Grocery Listings from Sears Roebuck Catalogue, 1908

© Susanna McLeod

May 11, 2008

The cost of food in the supermarkets is about to rise for many reasons – shortages, differences in usage, population growth. Let's have a llook at prices a century ago.


A hundred years ago, the governments of Canada and the United States made a reciprocity agreement, with natural goods, such as grain, vegetables and fruits having no tariffs, and canned items and flour having a very low rate of duty. Using the 1908 Sears Roebuck Catalogue, let’s have a look at prices. (You’ll have to compare them to your own store flyers for local prices.) It might be surprising.

(Not all listings in the catalogue contained sizes, unfortunately.)

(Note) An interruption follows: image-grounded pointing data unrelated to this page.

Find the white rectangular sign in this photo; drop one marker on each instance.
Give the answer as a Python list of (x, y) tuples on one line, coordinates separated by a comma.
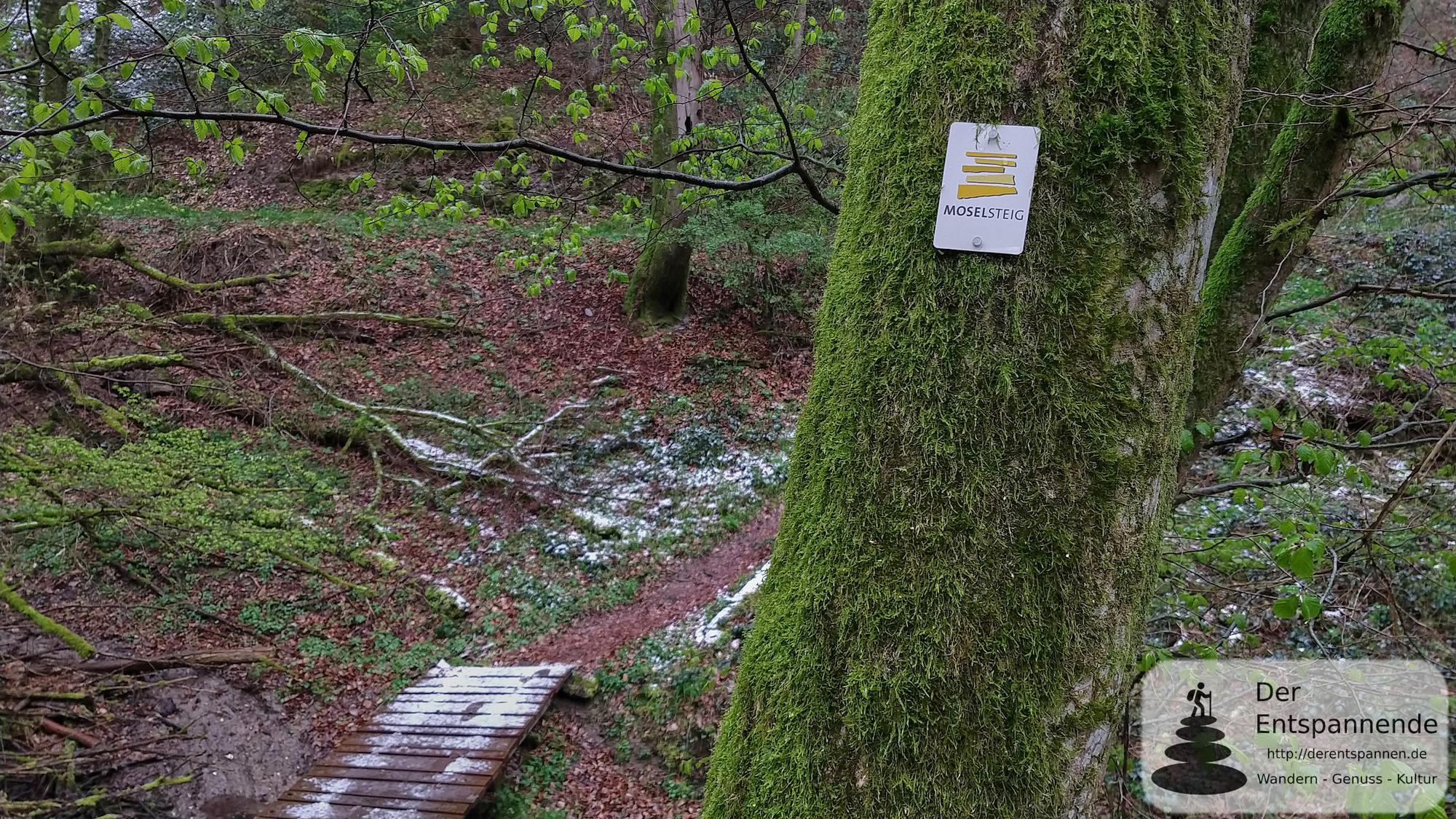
[(986, 189)]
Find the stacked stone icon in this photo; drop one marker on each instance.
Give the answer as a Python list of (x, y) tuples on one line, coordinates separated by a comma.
[(1198, 768)]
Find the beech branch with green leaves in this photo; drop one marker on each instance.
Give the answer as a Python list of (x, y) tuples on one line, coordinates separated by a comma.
[(189, 65)]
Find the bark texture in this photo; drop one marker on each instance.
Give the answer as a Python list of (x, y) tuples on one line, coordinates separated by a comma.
[(986, 455), (657, 292), (1305, 162)]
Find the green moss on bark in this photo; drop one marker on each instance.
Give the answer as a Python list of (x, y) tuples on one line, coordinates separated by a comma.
[(1302, 165), (1283, 34), (657, 292), (982, 467)]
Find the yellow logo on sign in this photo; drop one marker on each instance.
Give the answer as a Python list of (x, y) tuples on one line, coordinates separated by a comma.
[(988, 177)]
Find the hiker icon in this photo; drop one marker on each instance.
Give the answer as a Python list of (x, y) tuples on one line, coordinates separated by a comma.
[(1198, 769), (1202, 701)]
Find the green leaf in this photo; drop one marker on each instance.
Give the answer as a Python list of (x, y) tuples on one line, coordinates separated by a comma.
[(1310, 606), (1302, 563), (1286, 606)]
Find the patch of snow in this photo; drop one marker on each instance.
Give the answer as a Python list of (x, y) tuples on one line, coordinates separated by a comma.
[(711, 630)]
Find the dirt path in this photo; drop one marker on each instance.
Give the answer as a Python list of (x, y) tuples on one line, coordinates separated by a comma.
[(692, 585)]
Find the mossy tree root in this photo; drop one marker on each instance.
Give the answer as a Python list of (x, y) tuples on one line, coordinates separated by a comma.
[(46, 624), (1302, 167)]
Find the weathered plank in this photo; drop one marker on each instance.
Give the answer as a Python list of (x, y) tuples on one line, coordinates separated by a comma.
[(432, 752)]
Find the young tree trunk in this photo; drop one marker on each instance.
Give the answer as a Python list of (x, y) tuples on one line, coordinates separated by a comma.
[(52, 85), (797, 44), (688, 79), (1305, 161), (657, 292), (985, 461), (101, 49)]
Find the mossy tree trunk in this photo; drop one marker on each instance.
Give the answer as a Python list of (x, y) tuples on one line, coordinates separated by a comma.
[(985, 461), (657, 292), (101, 49), (1304, 162), (50, 84)]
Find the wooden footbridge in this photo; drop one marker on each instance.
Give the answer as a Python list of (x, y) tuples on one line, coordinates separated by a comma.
[(433, 752)]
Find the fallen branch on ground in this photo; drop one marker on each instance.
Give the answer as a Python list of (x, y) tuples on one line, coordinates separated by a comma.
[(20, 371), (49, 625), (52, 726), (193, 659), (116, 251), (311, 320)]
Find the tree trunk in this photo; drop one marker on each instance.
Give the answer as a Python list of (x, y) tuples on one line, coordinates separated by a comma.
[(657, 292), (52, 85), (101, 50), (797, 44), (985, 461), (688, 79), (1304, 162)]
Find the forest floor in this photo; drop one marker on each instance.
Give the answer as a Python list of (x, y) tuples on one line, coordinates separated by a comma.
[(657, 497)]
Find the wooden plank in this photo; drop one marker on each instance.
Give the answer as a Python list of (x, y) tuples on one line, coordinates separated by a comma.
[(405, 762), (394, 790), (408, 745), (328, 810), (432, 752), (449, 807), (468, 707), (446, 695), (487, 684), (519, 672), (465, 697), (433, 720), (389, 775)]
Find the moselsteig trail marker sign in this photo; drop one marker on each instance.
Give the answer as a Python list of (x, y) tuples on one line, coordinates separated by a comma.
[(986, 189)]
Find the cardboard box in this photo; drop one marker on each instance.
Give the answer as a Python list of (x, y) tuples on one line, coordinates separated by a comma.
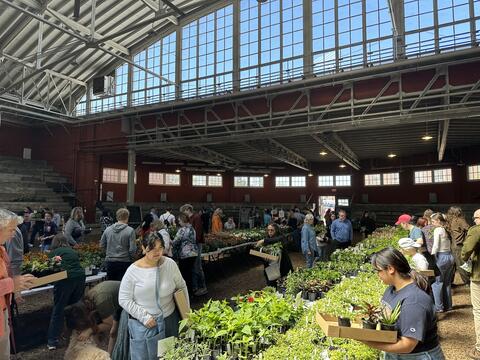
[(263, 255), (49, 278), (329, 325), (182, 303), (427, 273)]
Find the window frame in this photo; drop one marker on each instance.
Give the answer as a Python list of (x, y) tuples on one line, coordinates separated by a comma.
[(164, 178), (477, 172)]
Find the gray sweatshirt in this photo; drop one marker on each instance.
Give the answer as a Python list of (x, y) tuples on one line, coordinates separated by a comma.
[(119, 242)]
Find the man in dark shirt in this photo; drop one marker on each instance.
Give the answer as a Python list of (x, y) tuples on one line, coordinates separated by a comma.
[(199, 285), (47, 232)]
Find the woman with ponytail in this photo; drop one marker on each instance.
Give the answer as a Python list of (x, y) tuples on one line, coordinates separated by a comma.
[(416, 325), (441, 249)]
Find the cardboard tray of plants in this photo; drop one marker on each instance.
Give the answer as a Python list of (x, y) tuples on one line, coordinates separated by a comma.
[(49, 278), (263, 255), (329, 325)]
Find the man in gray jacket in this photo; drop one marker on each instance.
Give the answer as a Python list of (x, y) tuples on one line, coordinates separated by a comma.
[(119, 242)]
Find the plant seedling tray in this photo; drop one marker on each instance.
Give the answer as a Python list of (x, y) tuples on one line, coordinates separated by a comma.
[(49, 278), (263, 255), (428, 273), (329, 325)]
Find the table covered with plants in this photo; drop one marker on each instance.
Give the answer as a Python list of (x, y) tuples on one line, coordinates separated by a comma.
[(274, 325)]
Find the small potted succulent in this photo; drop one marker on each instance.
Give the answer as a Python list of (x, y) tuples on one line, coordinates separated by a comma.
[(344, 315), (371, 313), (388, 318)]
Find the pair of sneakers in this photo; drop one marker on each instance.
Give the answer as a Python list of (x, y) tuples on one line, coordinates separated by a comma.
[(200, 292)]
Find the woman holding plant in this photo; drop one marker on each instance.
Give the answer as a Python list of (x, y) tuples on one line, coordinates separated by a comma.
[(406, 296), (309, 241), (274, 237), (65, 292), (146, 294)]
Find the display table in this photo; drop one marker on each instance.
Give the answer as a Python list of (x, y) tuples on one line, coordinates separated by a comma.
[(92, 279)]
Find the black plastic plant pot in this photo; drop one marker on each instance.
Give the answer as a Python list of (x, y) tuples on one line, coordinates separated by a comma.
[(369, 324), (342, 321), (388, 327)]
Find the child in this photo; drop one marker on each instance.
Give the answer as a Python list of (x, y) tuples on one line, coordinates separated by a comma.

  • Princess Pineapple, 3 cans for 63 cents
  • Choice Red Alaska Salmon, 6 cans for 79 cents
  • Iris Brand Ground Black Pepper, 1-pound tin for 25 cents
  • Thompson Seedless Raisins, 5-pound package for 44 cents
  • Matoma Brand Rice, 10-pound sack for 65 cents
  • Sugar Corn, 6 cans for 41 cents
  • Iris Brand Baking Powder, 1-pound can for 35 cents
  • Malden Blend Coffee, 5-pound canister for 95 cents
  • Apalda Brand Tea, 1-pound canister for 30 cents

True Blue Enameled Cookware for the stove, including pots, pans, tea and coffee kettles, pie plates and dishpan, with a shipping weight of 50 pounds, for $5.10.

And most interesting, the average wage for men in 1908 was about $400 per year.

Those great prices don’t look quite so cheap from that view, do they?